A Mechanic’s lien can be filed by any construction professional who has not been paid for their work or material which includes labor, supplies, or materials for construction work, repair, building, remodeling, more. Eligible people can be:

• Builders

• Contractors

• Sub-Contractors

• Suppliers

• Architects

• Engineers

• Painters

• Carpenters

• Flooring Installers

• Masons

• Plumbers

• Electricians

Moreover, Texas law also allows construction liens to be filed for custom materials specific to a project that was not delivered to the property but cannot be used anywhere else, including tinted paint, specially sized windows, doors, etc.

3. Which is the important information needed to file a valid lien?


A number of items and information are needed in order to file a valid lien. Failing to provide any of the information can make your lien invalid. Some of the important information required is mentioned below:

• The property owner’s name and address
• The general contractor’s name and address
• The project address and legal description of the property
• A brief description of the work that was done or materials supplied
• The month when the work was provided or when the materials were supplied
• The amount owed

4. What is the process to file a lien?


For commercial projects, subcontractors and sub-subcontractors, prior to a lien filing, preliminary notices must be sent to property owners and the general contractors. This gives them an opportunity to resolve their claims prior to filing a lien affidavit.

For residential projects, the first notice that is sent is the formal intent to file a lien, sent to general contractor and owner. This is sent on the 15th day of the second month after the first work was done or materials were supplied that you owned money for. These notices are to be sent certified with the specific statutory language.
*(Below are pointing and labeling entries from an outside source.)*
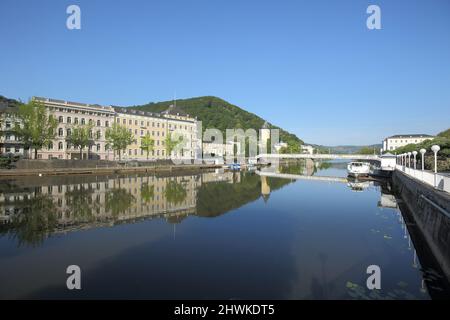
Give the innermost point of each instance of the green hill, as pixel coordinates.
(220, 114)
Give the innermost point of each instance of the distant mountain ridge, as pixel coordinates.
(217, 113)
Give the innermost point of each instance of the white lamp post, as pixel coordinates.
(435, 149)
(422, 151)
(414, 154)
(409, 160)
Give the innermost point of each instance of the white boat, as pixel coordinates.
(358, 169)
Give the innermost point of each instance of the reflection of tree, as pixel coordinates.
(175, 192)
(232, 195)
(37, 219)
(293, 168)
(118, 201)
(80, 204)
(147, 192)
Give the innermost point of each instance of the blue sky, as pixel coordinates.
(311, 67)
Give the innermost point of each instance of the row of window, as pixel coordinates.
(69, 146)
(98, 134)
(136, 122)
(91, 113)
(82, 121)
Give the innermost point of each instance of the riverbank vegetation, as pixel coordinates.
(220, 114)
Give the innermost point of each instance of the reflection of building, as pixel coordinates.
(306, 149)
(397, 141)
(113, 199)
(265, 188)
(105, 201)
(387, 201)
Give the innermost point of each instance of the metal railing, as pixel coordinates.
(437, 180)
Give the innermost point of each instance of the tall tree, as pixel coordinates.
(147, 144)
(119, 138)
(35, 126)
(80, 137)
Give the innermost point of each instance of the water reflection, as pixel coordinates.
(31, 210)
(306, 235)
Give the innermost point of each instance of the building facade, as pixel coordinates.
(394, 142)
(100, 118)
(73, 114)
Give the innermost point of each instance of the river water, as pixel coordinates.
(210, 235)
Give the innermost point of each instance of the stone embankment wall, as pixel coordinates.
(431, 212)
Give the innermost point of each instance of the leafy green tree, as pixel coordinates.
(118, 201)
(36, 221)
(147, 192)
(147, 144)
(35, 127)
(80, 138)
(119, 138)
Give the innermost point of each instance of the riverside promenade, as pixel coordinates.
(64, 167)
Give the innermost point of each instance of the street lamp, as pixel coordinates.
(414, 154)
(435, 149)
(422, 151)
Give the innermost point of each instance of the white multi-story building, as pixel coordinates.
(71, 114)
(100, 118)
(394, 142)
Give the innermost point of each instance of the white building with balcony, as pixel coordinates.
(394, 142)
For a residential project, a notice has to be sent to the general contractor stating the pending dues for the work done, letting them know that they owed money for the project. This notice must be sent by the 15th day of the third or second month after the unpaid work was done or materials were supplied. The next letter is formal intent to lien which is sent to both general contractor and property owner. The notice needs to be sent on the 15th day of the third month after unpaid work was performed or materials supplied.
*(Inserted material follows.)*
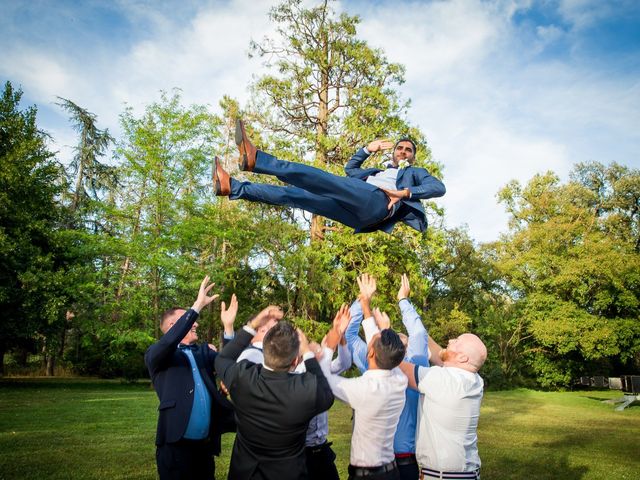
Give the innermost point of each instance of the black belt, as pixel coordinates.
(406, 460)
(430, 473)
(367, 471)
(318, 448)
A lien filed without sending notices is invalid.

The next step if to file an Affidavit of Mechanic Lien, for your delayed payments. The affidavit is an official document claiming the lien and must be filed in the real property records of the Country Clerk's office in the county where the project is located. Importantly, the timelines to file a lien have different start dates than the notice letters. Also, as the claimant, once you have filed an M&M lien, you also need to file a court of action to enforce the lien within one year for residential liens and two years for non-residential liens.

5. How to know your deadlines in order to remain within guidelines to file a valid lien?

Missing out one deadline even by a day in Texas would result in an invalid lien. Since all the deadlines & recipients vary depending on the project. You need to be very much sure that the deadlines are met on time so the lien is valid.

This article is intended as a general educational overview of the subject matter and is not intended to be a comprehensive survey of recent jurisprudence, nor a substitute for legal advice for a specific legal matter.